O imperador mítico Shennong — uma divindidade tanto na China quanto no Vietnã —, aos 140 anos de idade, considerado um fazendeiro divino e descobridor do chá, em uma pintura de Guo Xu, de 1503.

Rainha das camélias, os arbustos de chá são cultivados há mais de três mil anos na província de Yunnan, no sul da China, não muito longe do Nepal, onde nasceu o príncipe Siddharta Gautama, que viria a ser o Buda, O Desperto.

E, ao longo dos milênios — nos anos 2700 a.C. algumas folhas de chá teriam caído na tigela de água do imperador mítico Shennong, alterando sua cor e sabor —, o chá foi a “espuma de jade líquido” dos imperadores chineses e adotado também pelos monges budistas quando seu potencial estimulante foi descoberto (as folhas de chá têm quase o dobro de cafeína dos grãos de café * e nem preciso dizer que o efeito despertador da bebida foi muito bem-vindo pelos monges em suas longas sessões de meditação).

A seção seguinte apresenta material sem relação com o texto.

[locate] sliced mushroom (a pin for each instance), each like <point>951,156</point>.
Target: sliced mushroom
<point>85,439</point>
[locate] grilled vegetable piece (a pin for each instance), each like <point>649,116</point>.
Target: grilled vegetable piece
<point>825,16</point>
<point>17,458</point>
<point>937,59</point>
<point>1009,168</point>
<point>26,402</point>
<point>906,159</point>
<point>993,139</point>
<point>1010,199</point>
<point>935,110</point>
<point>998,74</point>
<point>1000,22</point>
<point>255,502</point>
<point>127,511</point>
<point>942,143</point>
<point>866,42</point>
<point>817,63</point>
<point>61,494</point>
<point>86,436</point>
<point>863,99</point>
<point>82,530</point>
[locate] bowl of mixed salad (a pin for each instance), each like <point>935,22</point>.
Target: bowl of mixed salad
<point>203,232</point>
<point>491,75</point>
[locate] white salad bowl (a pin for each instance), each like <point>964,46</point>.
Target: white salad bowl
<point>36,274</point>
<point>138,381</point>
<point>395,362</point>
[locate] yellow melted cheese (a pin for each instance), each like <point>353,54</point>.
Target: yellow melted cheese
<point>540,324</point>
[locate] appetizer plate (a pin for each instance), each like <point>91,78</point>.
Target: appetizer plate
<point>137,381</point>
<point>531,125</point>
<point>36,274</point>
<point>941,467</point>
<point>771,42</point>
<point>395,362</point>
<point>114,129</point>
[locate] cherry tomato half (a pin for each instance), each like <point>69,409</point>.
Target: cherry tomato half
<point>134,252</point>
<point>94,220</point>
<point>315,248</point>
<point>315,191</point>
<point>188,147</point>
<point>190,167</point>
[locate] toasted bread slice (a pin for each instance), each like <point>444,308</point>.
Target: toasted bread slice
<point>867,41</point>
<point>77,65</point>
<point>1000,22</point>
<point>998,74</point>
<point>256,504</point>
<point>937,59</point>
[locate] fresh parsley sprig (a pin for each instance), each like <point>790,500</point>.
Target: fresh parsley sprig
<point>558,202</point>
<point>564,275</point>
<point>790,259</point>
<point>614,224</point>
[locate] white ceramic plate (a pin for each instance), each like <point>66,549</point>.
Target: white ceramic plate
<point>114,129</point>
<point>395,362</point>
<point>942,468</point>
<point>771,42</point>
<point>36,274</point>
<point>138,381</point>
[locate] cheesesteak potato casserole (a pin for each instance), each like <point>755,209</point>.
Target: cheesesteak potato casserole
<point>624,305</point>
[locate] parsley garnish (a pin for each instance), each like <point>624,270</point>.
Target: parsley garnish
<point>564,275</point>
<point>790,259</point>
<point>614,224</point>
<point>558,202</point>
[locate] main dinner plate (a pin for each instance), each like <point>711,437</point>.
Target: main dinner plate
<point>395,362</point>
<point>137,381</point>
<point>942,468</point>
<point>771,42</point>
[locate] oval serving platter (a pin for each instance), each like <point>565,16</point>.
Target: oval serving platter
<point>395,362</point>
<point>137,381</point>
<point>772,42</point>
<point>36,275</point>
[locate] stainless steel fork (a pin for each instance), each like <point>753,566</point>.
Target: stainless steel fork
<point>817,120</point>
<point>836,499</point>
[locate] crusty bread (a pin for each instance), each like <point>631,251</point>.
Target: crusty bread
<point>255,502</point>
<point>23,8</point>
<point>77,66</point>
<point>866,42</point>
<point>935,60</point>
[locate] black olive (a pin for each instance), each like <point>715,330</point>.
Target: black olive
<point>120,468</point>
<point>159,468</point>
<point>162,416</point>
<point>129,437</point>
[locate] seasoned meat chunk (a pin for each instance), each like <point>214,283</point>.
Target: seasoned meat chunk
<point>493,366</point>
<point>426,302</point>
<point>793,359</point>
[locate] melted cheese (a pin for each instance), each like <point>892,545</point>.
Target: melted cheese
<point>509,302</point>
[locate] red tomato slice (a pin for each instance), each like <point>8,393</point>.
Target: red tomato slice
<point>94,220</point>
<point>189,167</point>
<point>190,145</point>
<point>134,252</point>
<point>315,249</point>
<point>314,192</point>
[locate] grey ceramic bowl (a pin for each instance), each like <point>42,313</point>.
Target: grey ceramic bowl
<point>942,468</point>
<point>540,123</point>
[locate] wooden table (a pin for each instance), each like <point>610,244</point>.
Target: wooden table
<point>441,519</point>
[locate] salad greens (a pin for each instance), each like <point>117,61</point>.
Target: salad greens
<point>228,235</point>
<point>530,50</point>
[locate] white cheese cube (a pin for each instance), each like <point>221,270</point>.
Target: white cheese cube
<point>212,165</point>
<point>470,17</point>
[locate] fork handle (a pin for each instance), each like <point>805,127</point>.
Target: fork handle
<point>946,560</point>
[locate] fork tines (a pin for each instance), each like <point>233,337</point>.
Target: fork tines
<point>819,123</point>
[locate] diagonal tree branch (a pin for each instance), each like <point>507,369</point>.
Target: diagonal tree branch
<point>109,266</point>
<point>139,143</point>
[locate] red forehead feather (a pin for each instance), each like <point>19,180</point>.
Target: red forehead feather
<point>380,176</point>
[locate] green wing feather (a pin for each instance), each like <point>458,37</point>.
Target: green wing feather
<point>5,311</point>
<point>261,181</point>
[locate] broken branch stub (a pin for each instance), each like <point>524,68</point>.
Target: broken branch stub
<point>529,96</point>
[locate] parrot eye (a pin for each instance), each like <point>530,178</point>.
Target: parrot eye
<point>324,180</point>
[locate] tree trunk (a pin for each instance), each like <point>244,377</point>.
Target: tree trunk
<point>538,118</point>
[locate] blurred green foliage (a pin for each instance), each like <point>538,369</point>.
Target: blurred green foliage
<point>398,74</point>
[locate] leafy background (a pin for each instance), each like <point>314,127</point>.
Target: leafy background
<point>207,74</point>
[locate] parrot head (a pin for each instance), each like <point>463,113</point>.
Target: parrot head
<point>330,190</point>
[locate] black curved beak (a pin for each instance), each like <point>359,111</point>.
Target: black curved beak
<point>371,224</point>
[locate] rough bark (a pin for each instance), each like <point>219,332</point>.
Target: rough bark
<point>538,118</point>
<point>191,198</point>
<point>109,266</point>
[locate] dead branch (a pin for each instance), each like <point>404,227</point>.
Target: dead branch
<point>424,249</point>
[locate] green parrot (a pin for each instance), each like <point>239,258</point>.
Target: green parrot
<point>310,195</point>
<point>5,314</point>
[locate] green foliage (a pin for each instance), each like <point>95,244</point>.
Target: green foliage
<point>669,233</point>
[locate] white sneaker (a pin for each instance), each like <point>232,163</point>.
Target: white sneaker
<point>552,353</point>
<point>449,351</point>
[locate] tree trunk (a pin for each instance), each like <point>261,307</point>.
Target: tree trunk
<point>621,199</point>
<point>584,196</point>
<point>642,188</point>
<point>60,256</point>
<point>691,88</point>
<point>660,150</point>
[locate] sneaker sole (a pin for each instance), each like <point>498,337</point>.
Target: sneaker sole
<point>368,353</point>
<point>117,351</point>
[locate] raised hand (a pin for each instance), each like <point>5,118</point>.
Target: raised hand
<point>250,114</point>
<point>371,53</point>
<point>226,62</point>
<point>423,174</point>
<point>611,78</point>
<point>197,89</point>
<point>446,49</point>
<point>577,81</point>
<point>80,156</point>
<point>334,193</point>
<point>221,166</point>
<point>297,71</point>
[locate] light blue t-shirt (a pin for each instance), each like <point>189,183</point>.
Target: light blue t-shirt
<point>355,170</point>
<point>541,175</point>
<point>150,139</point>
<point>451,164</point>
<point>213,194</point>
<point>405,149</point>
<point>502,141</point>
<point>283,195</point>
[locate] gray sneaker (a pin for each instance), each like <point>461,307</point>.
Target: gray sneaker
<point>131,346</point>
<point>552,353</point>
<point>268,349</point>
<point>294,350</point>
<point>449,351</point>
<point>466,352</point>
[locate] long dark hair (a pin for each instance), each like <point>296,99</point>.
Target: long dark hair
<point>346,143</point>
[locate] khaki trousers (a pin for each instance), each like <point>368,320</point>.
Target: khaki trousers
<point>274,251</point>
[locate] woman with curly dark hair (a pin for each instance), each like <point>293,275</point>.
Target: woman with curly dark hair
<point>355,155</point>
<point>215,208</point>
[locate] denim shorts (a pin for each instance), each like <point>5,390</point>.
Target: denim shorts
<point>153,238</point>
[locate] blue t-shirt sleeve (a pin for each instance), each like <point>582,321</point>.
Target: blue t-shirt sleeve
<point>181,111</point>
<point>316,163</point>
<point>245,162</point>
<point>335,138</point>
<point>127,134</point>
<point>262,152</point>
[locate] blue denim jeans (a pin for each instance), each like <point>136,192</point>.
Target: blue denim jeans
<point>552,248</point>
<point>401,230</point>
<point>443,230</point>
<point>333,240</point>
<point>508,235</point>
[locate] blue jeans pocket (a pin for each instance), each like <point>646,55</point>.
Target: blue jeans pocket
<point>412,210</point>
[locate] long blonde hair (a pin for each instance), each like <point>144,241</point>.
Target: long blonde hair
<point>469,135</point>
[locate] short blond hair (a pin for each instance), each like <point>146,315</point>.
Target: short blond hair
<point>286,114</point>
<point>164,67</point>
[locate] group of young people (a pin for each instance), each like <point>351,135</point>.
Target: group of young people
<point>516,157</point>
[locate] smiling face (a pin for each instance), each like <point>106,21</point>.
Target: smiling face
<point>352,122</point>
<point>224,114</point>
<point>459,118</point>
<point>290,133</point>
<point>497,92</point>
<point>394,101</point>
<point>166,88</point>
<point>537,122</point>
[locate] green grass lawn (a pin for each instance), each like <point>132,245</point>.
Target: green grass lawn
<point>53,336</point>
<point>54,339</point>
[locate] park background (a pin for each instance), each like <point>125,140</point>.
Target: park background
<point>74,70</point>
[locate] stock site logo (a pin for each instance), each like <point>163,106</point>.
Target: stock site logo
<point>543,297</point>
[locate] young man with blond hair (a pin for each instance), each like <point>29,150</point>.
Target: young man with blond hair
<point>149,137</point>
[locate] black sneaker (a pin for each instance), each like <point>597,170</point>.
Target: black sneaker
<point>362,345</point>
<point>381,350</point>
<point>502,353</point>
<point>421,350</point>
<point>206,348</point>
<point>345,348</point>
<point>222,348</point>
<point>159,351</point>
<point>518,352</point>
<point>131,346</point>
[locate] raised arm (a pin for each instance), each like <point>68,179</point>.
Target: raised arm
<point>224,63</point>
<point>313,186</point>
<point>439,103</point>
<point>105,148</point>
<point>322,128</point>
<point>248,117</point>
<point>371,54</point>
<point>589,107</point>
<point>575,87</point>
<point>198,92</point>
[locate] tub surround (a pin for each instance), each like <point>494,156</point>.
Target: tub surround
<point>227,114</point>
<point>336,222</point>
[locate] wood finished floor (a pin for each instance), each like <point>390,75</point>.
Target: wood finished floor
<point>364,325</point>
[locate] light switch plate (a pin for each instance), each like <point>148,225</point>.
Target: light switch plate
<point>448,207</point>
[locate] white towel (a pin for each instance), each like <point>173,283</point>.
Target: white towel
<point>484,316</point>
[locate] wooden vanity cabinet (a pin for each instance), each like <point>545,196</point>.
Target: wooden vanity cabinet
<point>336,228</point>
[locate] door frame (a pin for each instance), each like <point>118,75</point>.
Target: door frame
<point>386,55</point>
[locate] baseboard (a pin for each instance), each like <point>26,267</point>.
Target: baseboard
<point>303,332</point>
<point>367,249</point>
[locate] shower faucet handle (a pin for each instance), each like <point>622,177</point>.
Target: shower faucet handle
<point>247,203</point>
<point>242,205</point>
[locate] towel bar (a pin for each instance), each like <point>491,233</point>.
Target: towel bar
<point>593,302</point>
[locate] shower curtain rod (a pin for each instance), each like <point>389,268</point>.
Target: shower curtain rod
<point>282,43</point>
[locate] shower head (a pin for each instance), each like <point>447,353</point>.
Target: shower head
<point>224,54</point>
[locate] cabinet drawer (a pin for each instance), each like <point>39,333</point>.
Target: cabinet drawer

Do continente, o chá chegou ao arquipélago do Japão no século 8, quando, na China, a bebida já deixara de ser um remédio e tornou-se não só um refinado passatempo poético mas também um método de autocompreensão (A Sagrada Escritura do Chá, o primeiro tratado da história dedicado ao chá, escrito nos anos 760 pelo poeta Lu Yu, reconhece no ato de preparar, servir e beber chá a ordem e a harmonia misteriosa do universo). Trazido pelos embaixadores japoneses no continente, o chá era servido pelo imperador a convidados especiais: de acordo com um documento, em 729, o imperador Shomu serviu chá a cem monges em seu palácio em Nara, na época, capital do Japão.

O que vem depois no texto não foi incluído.